The surreal life | Opinion | Halifax, Nova Scotia | THE COAST

The surreal life

Editorial by Bruce Wark

illustration Graham Pilsworth

On March 6, the day the round-faced French philoso-pher Jean Baudrillard stopped breathing, the US lottery Mega Millions got set to hand out the world’s biggest-ever jackpot. Baudrillard, who argued that illusion and emptiness lie at the heart of consumer society, would surely have hooted at the thought of that $390 million prize. “Americans may have no identity,” he once quipped, “but they do have wonderful teeth.”

In the days following his death, as TV screens glowed with images of our glamorous Governor General parading around Canadian military bases in Kandahar, I unearthed Baudrillard’s famous quote about the hollowness of everything on TV. That hollowness stems, he argued, from television’s inability to remain silent. Its screen must be filled with a steady stream of noisy commercials, crappy game shows, sitcoms, movies and news to hide “an irremediable void,” he wrote. “That’s why the slightest technical hitch, the slightest slip on the part of the presenter becomes so exciting, for it reveals the depth of the emptiness squinting out at us through this little window.”

True, Michaelle Jean’s televised visit seemed flawless and full, at least on the surface. TV’s “embedded” journalists supplied rivers of tightly edited clips showing her visiting a sick Afghan boy in a Canadian military hospital, clambering aboard an armoured vehicle, posing for a photo-op with female soldiers on International Women’s Day and yakking about the need to put “a human face” on our doings in Afghanistan. But when the GG inspected bullet-ridden trucks, light tanks with their wheels blown off and the twisted wreckage of an armoured vehicle, the military ordered the “embeds” to turn their cameras off. Those details would provide a bit too much reality for the people whose tax dollars are funding this dirty little war. What we see on TV, as Baudrillard noted, is not real war, but a simulated, video game version.

Which reminds me of our own, local Seven Years War against the brown spruce longhorn beetle. The media have depicted the tiny creature as a voracious monster bent on pillaging valuable forests and gobbling up the red spruce, our provincial tree. Video game title: “BSLB Devours NS!” The Canadian Food Inspection Agency claims that the foreign flying insect has spread from Point Pleasant Park to an area the size of Prince Edward Island. TV screens show shots of dying spruce weeping resin from beetle bore holes as worried officials announce ever-larger quarantine zones. But the real question is: How much of a threat does the beetle actually pose?

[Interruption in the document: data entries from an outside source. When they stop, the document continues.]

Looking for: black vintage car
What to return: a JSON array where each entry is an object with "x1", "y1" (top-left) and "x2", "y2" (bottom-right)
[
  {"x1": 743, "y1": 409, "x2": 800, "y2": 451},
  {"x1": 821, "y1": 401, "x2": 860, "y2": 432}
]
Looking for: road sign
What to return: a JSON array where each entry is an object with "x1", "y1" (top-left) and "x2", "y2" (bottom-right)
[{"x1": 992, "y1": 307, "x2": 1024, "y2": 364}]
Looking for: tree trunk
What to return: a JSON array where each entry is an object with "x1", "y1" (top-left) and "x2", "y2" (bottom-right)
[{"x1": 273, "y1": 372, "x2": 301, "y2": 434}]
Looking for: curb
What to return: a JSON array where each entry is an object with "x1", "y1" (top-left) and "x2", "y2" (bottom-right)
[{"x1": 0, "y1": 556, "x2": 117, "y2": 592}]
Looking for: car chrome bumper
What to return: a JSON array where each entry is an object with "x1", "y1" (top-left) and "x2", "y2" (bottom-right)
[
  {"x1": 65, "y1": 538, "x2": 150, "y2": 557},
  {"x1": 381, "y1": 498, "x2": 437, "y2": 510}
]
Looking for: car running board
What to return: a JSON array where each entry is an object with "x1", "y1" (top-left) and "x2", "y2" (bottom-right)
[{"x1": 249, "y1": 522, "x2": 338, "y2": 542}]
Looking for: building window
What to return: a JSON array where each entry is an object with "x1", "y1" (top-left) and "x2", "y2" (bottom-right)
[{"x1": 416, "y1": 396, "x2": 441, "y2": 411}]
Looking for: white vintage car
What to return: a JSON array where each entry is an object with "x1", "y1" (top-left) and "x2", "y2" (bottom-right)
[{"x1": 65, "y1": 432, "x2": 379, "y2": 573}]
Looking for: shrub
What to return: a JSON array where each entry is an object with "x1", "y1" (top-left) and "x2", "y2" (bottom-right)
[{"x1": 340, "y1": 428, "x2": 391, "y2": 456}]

Everyone agrees that in Europe, it attacks dying trees. But government scientists like Jon Sweeney of the Canadian Forest Service worry that here, the beetle may be dining on healthier ones too. Sweeney says red spruce are in decline in eastern forests and are therefore vulnerable to attack. But Chris Majka, a beetle expert who’s a member of the group Friends of Point Pleasant Park, says there’s almost no scientific evidence to back up that claim. He’s calling for an independent review of the existing data as well as a full scientific study. “It’s time to ask if the emperor has any clothes,” Majka says. “If the BSLB is a problem, let’s find out. If it’s not, let’s stop worrying about it and redeploy the funding to fight the mountain pine beetle out West.”

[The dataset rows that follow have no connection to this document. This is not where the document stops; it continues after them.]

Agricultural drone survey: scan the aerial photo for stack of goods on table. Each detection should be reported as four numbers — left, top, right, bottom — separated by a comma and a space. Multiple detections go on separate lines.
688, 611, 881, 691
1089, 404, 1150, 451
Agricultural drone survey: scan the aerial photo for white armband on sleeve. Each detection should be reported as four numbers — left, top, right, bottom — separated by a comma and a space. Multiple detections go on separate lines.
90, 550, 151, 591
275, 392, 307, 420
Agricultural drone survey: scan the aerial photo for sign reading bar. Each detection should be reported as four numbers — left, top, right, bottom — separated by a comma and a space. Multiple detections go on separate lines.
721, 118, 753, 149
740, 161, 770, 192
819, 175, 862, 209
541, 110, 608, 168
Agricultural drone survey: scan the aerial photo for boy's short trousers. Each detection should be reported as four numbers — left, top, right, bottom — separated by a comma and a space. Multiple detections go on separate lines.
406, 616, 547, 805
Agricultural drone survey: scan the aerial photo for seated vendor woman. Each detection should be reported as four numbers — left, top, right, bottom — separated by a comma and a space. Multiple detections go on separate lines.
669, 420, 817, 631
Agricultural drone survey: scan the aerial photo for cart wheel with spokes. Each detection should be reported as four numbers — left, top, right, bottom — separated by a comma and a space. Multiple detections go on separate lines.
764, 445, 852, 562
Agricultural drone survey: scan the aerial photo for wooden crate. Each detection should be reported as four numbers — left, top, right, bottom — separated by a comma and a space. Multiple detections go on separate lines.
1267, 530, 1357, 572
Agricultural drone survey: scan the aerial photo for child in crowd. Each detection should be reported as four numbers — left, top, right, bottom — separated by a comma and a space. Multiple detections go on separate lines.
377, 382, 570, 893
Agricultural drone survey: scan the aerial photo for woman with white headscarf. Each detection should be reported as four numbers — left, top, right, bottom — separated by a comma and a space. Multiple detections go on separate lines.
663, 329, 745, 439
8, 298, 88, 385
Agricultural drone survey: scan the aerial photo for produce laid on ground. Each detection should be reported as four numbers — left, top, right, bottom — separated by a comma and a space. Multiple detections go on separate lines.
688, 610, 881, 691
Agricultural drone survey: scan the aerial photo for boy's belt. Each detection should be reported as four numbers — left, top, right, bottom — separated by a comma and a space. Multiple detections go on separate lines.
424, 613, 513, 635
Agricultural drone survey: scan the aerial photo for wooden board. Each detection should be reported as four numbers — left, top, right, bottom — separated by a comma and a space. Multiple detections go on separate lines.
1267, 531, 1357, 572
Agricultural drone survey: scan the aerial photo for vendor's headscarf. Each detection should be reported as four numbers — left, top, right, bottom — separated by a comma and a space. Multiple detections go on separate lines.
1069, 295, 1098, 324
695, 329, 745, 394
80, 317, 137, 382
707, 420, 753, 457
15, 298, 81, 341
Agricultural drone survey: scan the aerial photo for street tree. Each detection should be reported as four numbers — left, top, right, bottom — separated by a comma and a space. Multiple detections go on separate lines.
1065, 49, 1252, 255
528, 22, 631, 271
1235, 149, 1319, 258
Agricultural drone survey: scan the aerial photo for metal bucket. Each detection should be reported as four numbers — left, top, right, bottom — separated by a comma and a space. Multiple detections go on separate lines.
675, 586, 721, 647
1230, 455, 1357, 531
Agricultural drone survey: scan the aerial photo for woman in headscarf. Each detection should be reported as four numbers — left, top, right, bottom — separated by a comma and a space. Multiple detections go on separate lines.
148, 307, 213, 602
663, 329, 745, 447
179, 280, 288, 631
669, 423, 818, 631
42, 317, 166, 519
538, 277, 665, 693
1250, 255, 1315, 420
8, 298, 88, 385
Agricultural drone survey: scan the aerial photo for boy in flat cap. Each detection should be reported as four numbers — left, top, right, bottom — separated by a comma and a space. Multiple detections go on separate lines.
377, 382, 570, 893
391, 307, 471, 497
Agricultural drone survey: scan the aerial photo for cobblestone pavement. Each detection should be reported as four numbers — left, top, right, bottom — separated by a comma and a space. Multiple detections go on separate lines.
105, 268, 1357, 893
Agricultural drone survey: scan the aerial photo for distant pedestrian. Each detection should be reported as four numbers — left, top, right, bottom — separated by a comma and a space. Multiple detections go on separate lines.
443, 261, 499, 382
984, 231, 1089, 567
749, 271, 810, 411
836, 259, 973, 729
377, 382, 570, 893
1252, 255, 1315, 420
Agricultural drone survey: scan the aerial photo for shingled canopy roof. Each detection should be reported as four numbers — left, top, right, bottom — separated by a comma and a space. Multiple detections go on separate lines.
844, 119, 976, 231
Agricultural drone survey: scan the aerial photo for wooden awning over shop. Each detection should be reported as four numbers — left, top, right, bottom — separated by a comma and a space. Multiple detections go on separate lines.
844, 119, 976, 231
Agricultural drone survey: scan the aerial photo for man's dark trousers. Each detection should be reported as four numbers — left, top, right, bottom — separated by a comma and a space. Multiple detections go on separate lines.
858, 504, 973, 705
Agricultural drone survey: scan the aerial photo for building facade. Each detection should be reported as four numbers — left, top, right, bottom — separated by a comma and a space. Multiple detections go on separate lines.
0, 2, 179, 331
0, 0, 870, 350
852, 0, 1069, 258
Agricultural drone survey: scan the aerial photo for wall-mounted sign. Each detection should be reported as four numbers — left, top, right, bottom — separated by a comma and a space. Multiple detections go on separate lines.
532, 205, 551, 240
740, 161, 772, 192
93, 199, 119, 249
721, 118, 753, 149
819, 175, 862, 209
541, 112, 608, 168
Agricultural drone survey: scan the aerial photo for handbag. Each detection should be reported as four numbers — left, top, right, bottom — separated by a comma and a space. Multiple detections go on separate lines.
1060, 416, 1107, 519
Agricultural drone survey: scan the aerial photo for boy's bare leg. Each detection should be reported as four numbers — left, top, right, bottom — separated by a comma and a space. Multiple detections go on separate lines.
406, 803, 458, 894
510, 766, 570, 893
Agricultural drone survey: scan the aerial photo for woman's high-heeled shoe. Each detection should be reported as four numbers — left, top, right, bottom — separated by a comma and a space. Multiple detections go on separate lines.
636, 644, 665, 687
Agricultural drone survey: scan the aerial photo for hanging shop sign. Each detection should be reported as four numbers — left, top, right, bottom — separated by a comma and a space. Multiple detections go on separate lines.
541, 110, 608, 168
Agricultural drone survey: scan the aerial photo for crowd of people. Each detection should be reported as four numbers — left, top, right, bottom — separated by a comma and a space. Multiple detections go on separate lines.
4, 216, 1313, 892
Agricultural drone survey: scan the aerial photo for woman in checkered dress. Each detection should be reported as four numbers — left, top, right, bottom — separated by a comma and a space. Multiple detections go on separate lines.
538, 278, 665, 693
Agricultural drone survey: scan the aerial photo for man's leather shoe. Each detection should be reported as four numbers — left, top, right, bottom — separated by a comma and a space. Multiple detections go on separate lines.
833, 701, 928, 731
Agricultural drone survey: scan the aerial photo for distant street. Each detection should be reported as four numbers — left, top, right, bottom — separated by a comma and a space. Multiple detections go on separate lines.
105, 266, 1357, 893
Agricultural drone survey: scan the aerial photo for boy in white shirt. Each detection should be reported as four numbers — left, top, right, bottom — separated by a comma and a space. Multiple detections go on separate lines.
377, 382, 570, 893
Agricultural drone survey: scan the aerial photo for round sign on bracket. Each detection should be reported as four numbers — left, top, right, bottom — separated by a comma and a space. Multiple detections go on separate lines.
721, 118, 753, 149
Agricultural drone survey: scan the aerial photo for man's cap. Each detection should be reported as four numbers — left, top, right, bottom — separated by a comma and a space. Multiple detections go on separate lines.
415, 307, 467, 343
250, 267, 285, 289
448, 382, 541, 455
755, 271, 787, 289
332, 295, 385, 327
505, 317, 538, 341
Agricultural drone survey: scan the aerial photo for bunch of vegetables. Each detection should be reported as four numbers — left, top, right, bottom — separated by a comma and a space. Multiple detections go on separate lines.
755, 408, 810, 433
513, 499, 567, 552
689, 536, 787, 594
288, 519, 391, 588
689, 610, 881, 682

Maybe if Majka gets his way, we’ll discover that the brown spruce longhorn beetle will turn out to have been what Baudrillard would call a “hyper-real” threat — one that mainly exists on TV. Like, for example, Iraq’s famous weapons of mass destruction. Saddam Hussein’s fearsome chemical and biological weapons and his awesome nuclear program were, as Baudrillard would put it, “more real than the real.” Too bad that 650,000 Iraqis had to die so we could finally discover that the smoking gun and the mushroom cloud were hyper-real PR products manufactured to sell an illegal war.